2. Rejection of declared value based on contemporaneous imports.
3. Basis of valuation (per piece vs. per kg).
4. Interim relief and provisional release of goods.

Issue-wise Detailed Analysis:

1. Correctness of the method and manner of valuation of imported goods:
The core issue in this appeal concerns the correctness or otherwise of the method and manner of valuation of imported goods followed by the department. The appellant contended that the magnets imported are of various types, grades, sizes, and quantities, each depending upon the composition and having different magnetic properties and strengths. The department, however, bunched all the magnets together for an ad hoc uniform enhancement in price, which the appellant argued was incorrect.

2. Rejection of declared value based on contemporaneous imports:
The declared value of magnets by the appellant was rejected by the department based on contemporaneous imports and determined under Rule 5 of the Customs Valuation Rules, 2007, by adopting the value of similar goods. The appellant argued that the contemporaneous data adopted by the department was generic and did not relate to the particular category, quality, and quantity of the appellant's imports. The department enhanced the value to INR 1300/kg for N35 and similar grade magnets and INR 300/kg for Ferrite Magnets, which the appellant claimed was erroneous.

3. Basis of valuation (per piece vs. per kg):
The appellant declared the value of magnets on a 'per piece' basis, as indicated in the commercial invoice from the foreign supplier. However, the department insisted on converting the number of pieces into kilograms and adopting the assessable value thereafter. The appellant argued that this method was not justified as the internationally accepted practice for selling and buying magnets is on a 'per piece' basis. The department's insistence on 'per kg' valuation resulted in untenable assessments and ad hoc enhancements of assessable values without proper justification.
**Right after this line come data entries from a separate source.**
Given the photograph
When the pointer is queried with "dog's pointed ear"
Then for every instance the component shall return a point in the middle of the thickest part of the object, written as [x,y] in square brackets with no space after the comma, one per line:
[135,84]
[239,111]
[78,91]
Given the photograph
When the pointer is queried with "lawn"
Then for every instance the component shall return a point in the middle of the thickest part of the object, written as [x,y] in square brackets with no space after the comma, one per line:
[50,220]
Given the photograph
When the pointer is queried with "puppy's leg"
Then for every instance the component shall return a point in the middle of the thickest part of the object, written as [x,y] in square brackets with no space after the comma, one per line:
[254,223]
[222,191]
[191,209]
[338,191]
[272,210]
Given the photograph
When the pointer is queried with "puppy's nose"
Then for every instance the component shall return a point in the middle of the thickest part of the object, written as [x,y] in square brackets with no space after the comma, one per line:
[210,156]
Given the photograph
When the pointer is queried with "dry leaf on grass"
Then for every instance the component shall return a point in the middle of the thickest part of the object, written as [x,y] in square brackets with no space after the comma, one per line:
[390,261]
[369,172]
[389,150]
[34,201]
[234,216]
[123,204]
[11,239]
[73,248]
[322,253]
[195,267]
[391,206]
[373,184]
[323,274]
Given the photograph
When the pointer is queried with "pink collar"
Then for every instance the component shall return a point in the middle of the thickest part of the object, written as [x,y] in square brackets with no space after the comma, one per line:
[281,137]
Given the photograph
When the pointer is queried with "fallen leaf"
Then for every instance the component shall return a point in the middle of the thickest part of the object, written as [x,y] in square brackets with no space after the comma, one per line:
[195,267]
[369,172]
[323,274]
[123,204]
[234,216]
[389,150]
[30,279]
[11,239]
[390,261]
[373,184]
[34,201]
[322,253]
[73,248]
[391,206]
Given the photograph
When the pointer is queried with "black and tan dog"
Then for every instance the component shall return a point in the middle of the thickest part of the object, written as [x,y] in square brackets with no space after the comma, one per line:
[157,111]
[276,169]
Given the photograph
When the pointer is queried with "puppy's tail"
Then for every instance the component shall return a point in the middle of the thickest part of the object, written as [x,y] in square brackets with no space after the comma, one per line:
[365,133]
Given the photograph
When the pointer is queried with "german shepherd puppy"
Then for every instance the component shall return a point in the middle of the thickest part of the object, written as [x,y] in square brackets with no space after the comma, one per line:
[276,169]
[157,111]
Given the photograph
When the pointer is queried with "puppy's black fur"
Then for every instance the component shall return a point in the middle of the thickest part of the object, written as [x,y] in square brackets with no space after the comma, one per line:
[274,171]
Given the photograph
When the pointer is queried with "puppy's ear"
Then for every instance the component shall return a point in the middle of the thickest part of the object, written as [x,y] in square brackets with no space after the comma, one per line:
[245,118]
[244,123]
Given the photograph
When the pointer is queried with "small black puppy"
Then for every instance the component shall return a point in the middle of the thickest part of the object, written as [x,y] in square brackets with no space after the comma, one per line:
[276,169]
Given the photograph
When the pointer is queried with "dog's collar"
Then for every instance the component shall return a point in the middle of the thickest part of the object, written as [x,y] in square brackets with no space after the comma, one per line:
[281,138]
4. Interim relief and provisional release of goods:
The Hon'ble High Court of Madras granted the appellant the opportunity to file an appropriate application seeking interim relief. The appellant's goods had been lying in the custody of the department for almost nine months, potentially deteriorating their magnetic properties. The Tribunal considered the prayer for interim relief sympathetically, while also protecting the interests of Revenue. The Tribunal ordered the provisional release of the goods on payment of a deposit of INR 5,00,000 and furnishing a bond of INR 12 lakhs. The original authority was directed to take up denovo adjudication of the matter, giving the appellant an opportunity to present their case and submit additional evidence. The denovo proceedings were to be completed within two months from the date of receipt of the order.

Conclusion:
The Tribunal's order addressed the appellant's concerns regarding the valuation method, the basis of valuation, and the need for interim relief. The Tribunal emphasized the need for a denovo adjudication to resolve the dispute, considering the various contentions and arguments from both sides. The provisional release of goods was ordered to mitigate the prolonged custody and potential deterioration of the imported magnets, balancing the interests of both the appellant and the Revenue.